While Ogden’s Country Jubilee tends to be frequented by those over 55, Mayes said it’s a show anyone of any age could enjoy.

“The show is always clean and always different,” she emphasized. “It’s changed some over the years, maybe a musician, but now it’s the original band. My band is all Christian family men, husbands, and also two backup singers. What we do is we all come together and put on this nearly two hour gung-ho variety show, clapping, tapping, singing, laughing.

“It’s good, clean, down-home country comedy. It’s a Branson show on a smaller scale, but just as good,” she boasts. “I love it because it is so rewarding. You’ll have your widows, little groups of ladies who go out to eat and then they come. It’s safe, it’s a clean environment. No smoking, no drinking, no cussing, nothing like that. Then you have your senior citizen couples who have gone out to dinner, who come to the show holding hands.”
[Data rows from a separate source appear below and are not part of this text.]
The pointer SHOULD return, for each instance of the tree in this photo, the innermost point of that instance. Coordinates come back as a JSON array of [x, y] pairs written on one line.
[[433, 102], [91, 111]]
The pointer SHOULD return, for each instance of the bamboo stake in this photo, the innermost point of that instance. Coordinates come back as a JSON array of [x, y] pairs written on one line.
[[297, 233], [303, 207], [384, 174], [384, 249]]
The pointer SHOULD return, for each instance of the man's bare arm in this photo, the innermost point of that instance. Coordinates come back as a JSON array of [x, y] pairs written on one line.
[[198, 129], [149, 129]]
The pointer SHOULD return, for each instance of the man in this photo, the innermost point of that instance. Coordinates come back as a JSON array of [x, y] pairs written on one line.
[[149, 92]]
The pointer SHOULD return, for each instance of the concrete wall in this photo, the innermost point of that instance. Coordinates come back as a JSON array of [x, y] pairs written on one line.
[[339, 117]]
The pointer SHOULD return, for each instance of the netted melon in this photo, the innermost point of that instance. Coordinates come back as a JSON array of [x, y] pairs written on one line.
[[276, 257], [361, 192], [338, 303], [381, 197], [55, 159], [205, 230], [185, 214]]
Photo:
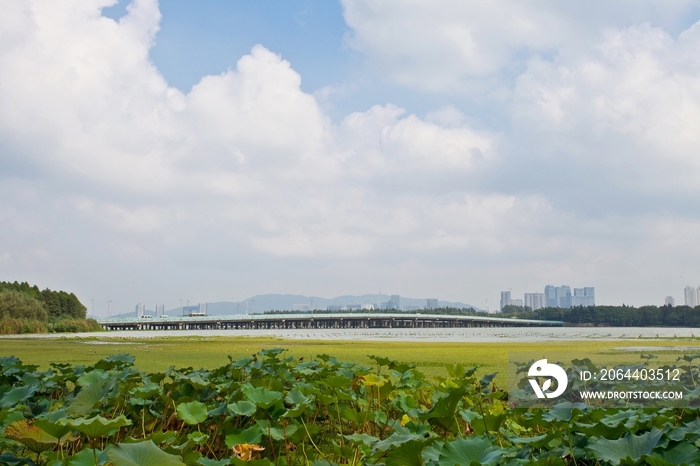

Mayes knows her audience, she says, because she interacts with them during each show.

“It’s not an old persons show, it just tends to be something older people like to do,” she explained. “That’s where I’m coming from: to entertain, to bring joy and laughter to an older population who don’t have a lot to do.

“We do classic country, new country and some gospel,” she added. “Sometimes we’ll do an oldies show, where we do everything old rock ‘n’ roll and country from the ’50s and ’60s. Sometimes we’ll do a night at the Grand Ole Opry and we’ll have impersonations of famous country music legends. I have three original comedy characters I do. They’re all three different personalities and they interact with the audience.”

So, how does she and her family keep it all going?

“It’s just in our blood,” she gushed. “There’s a lot of the grandchildren and great-grandchildren who are musically inclined.”